Ensemble AI coding — multiple agents, one best answer

CI License Version PRs Welcome

Quick Start · How It Works · Commands · Contributing · References


Run N parallel Claude Code agents on the same task, then select the best result via test execution and Copeland pairwise scoring. Based on the principle that the aggregate of independent attempts outperforms any single attempt — proven in ensemble ML, superforecasting, and LLM code generation research.

Quick start

# Install globally
npm install -g thinktank-ai

# Or run without installing
npx thinktank-ai run "fix the authentication bypass"

# Run 3 parallel agents on a task
thinktank run "fix the authentication bypass"

# Run 5 agents with test verification
thinktank run "fix the race condition" -n 5 -t "npm test"

# Read prompt from a file (avoids shell expansion issues)
thinktank run -f task.md -n 5 -t "npm test"

# Pipe prompt from stdin
echo "refactor the parser" | thinktank run -n 3

# Apply the best result
thinktank apply

# Set persistent defaults
thinktank config set attempts 5
thinktank config set model opus

Requires Claude Code CLI installed and authenticated.

Models

Use --model to select a Claude model: sonnet (default), opus, haiku, or a full model ID like claude-opus-4-6.
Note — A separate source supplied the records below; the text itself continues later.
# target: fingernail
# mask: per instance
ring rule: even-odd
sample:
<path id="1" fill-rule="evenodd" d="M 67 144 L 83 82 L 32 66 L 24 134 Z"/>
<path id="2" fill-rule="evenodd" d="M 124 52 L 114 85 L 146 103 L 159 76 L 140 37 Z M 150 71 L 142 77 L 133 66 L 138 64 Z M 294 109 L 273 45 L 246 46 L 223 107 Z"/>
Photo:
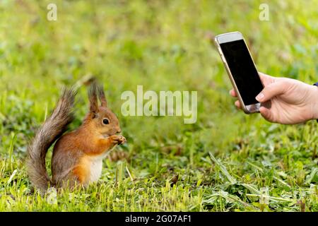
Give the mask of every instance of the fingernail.
<path id="1" fill-rule="evenodd" d="M 255 97 L 256 100 L 257 100 L 258 101 L 261 100 L 261 99 L 264 98 L 264 94 L 263 93 L 259 93 L 258 95 L 257 95 L 257 97 Z"/>

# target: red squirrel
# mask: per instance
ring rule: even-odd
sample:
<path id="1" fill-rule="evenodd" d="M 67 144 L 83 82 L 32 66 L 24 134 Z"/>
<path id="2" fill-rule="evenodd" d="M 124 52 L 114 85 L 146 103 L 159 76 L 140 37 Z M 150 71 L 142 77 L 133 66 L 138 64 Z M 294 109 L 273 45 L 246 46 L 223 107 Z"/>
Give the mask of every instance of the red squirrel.
<path id="1" fill-rule="evenodd" d="M 102 86 L 88 90 L 89 112 L 76 130 L 61 136 L 73 121 L 76 92 L 64 89 L 51 116 L 37 130 L 28 148 L 27 171 L 32 184 L 42 191 L 49 187 L 86 186 L 101 174 L 102 159 L 115 145 L 126 142 L 116 115 L 107 107 Z M 98 105 L 98 97 L 100 105 Z M 52 157 L 52 179 L 45 167 L 47 150 L 56 142 Z"/>

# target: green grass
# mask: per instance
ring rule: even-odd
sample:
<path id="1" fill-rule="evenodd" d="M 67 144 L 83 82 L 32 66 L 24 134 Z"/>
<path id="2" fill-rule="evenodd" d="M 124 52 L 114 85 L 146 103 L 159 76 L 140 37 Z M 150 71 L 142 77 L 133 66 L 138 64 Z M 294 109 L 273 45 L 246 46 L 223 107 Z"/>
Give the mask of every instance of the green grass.
<path id="1" fill-rule="evenodd" d="M 317 122 L 273 124 L 238 112 L 211 42 L 239 30 L 259 71 L 312 83 L 317 0 L 269 1 L 269 21 L 259 20 L 263 1 L 233 0 L 54 1 L 49 22 L 51 2 L 0 1 L 0 211 L 318 210 Z M 86 76 L 105 85 L 129 160 L 105 160 L 86 189 L 41 196 L 26 175 L 28 143 L 61 88 Z M 123 117 L 121 93 L 137 85 L 197 90 L 198 121 Z M 71 129 L 87 105 L 82 86 Z"/>

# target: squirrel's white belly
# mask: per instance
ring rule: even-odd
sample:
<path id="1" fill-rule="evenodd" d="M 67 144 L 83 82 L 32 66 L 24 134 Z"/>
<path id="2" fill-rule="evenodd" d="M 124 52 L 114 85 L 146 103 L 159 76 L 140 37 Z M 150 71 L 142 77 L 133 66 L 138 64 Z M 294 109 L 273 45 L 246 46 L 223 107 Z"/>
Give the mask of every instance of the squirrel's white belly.
<path id="1" fill-rule="evenodd" d="M 92 160 L 88 183 L 96 182 L 102 174 L 102 159 Z"/>

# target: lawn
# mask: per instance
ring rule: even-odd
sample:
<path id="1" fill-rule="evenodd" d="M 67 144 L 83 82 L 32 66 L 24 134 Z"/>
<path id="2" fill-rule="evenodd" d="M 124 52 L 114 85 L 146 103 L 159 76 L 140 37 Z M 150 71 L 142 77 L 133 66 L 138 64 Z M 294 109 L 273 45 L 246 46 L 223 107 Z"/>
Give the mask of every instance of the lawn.
<path id="1" fill-rule="evenodd" d="M 52 2 L 56 21 L 47 19 Z M 318 211 L 318 124 L 238 111 L 213 43 L 240 31 L 260 71 L 317 81 L 318 1 L 268 1 L 268 21 L 261 3 L 0 1 L 0 211 Z M 127 157 L 105 159 L 86 189 L 41 196 L 26 174 L 28 143 L 65 85 L 78 87 L 70 129 L 80 125 L 93 77 Z M 121 94 L 139 85 L 197 91 L 197 121 L 123 116 Z"/>

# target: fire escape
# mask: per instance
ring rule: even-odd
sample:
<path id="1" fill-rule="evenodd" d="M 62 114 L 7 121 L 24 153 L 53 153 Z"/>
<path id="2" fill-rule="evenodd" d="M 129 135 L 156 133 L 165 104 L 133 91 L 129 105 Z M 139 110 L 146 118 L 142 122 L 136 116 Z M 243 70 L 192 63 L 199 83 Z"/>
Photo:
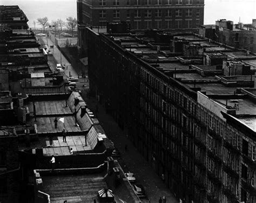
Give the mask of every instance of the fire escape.
<path id="1" fill-rule="evenodd" d="M 211 146 L 208 146 L 209 148 L 207 155 L 212 161 L 207 175 L 208 178 L 213 184 L 211 185 L 211 191 L 208 193 L 207 198 L 210 202 L 218 202 L 218 191 L 222 185 L 222 181 L 219 177 L 219 169 L 222 163 L 222 160 L 219 157 L 219 148 L 221 145 L 222 138 L 211 128 L 208 128 L 208 133 L 212 138 L 212 143 Z"/>

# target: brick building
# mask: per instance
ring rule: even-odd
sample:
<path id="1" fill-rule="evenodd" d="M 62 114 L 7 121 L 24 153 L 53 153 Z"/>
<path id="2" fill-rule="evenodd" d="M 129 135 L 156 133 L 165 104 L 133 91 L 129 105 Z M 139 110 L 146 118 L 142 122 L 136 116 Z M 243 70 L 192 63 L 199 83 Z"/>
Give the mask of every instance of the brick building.
<path id="1" fill-rule="evenodd" d="M 29 21 L 18 5 L 0 5 L 1 27 L 12 30 L 26 30 Z"/>
<path id="2" fill-rule="evenodd" d="M 86 30 L 92 93 L 180 202 L 254 202 L 256 56 L 191 34 Z"/>
<path id="3" fill-rule="evenodd" d="M 239 23 L 234 24 L 233 21 L 220 19 L 216 21 L 215 25 L 201 25 L 199 33 L 223 44 L 236 48 L 245 49 L 256 52 L 256 20 L 251 24 Z"/>
<path id="4" fill-rule="evenodd" d="M 86 47 L 86 26 L 125 21 L 132 30 L 193 30 L 204 24 L 204 0 L 78 0 L 78 49 Z"/>

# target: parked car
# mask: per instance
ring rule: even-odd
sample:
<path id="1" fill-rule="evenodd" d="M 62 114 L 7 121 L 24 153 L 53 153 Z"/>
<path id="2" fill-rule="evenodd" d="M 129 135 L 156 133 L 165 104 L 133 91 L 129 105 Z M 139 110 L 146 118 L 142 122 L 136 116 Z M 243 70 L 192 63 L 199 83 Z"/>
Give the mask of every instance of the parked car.
<path id="1" fill-rule="evenodd" d="M 124 174 L 130 182 L 136 181 L 136 178 L 134 177 L 134 174 L 133 173 L 129 172 L 128 173 L 125 173 Z"/>
<path id="2" fill-rule="evenodd" d="M 80 90 L 79 89 L 76 87 L 73 87 L 72 86 L 69 86 L 68 87 L 68 90 L 70 91 L 70 92 L 79 92 L 79 93 L 81 93 L 81 90 Z"/>
<path id="3" fill-rule="evenodd" d="M 77 84 L 75 82 L 70 82 L 69 83 L 69 86 L 72 86 L 73 87 L 76 87 Z"/>
<path id="4" fill-rule="evenodd" d="M 58 70 L 59 72 L 64 72 L 64 70 L 62 68 L 62 66 L 60 64 L 57 64 L 56 69 Z"/>
<path id="5" fill-rule="evenodd" d="M 70 82 L 78 82 L 78 78 L 73 77 L 70 77 L 68 80 Z"/>
<path id="6" fill-rule="evenodd" d="M 72 35 L 70 35 L 68 33 L 65 33 L 65 35 L 64 35 L 64 37 L 72 37 Z"/>
<path id="7" fill-rule="evenodd" d="M 136 183 L 132 185 L 133 189 L 135 193 L 140 198 L 144 198 L 146 197 L 145 190 L 143 186 L 139 184 Z"/>
<path id="8" fill-rule="evenodd" d="M 44 34 L 43 33 L 38 33 L 38 34 L 36 34 L 37 36 L 45 36 L 46 35 Z"/>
Amazon Bedrock: Pass a Bedrock model ID such as anthropic.claude-opus-4-6-v1 and set the standard AWS environment variables (AWS_ACCESS_KEY_ID, AWS_SECRET_ACCESS_KEY, AWS_REGION, etc.). See .env.example for details.

How it works

            ┌───────────────┐
            │   Your task   │
            └───────┬───────┘
                    │
         ┌──────────┼──────────┐
         │          │          │
         ▼          ▼          ▼
    ┌─────────┐┌─────────┐┌─────────┐
    │Agent #1 ││Agent #2 ││Agent #3 │
    │worktree ││worktree ││worktree │
    └────┬────┘└────┬────┘└────┬────┘
         │          │          │
         ▼          ▼          ▼
    ┌──────────────────────────────┐
    │     Test & Convergence       │
    │ ┌────────┐┌────────────────┐ │
    │ │npm test││Agents 1,3 agree│ │
    │ └────────┘└────────────────┘ │
    └──────────────┬───────────────┘
                   │
                   ▼
          ┌─────────────────┐
          │   Best result   │
          │   recommended   │
          └─────────────────┘
  1. Spawns N parallel Claude Code agents, each in an isolated git worktree
  2. Each agent independently solves the task (no shared context = true independence)
  3. Runs your test suite on each result
  4. Analyzes convergence — did the agents agree on an approach?
  5. Recommends the best candidate via Copeland pairwise scoring
  6. You review and thinktank apply

Scoring

The default scoring method is Copeland pairwise ranking. Every agent is compared head-to-head against every other agent across four criteria: tests passed, convergence group size, minimal file scope, and test files contributed. The agent that wins the most pairwise matchups is recommended.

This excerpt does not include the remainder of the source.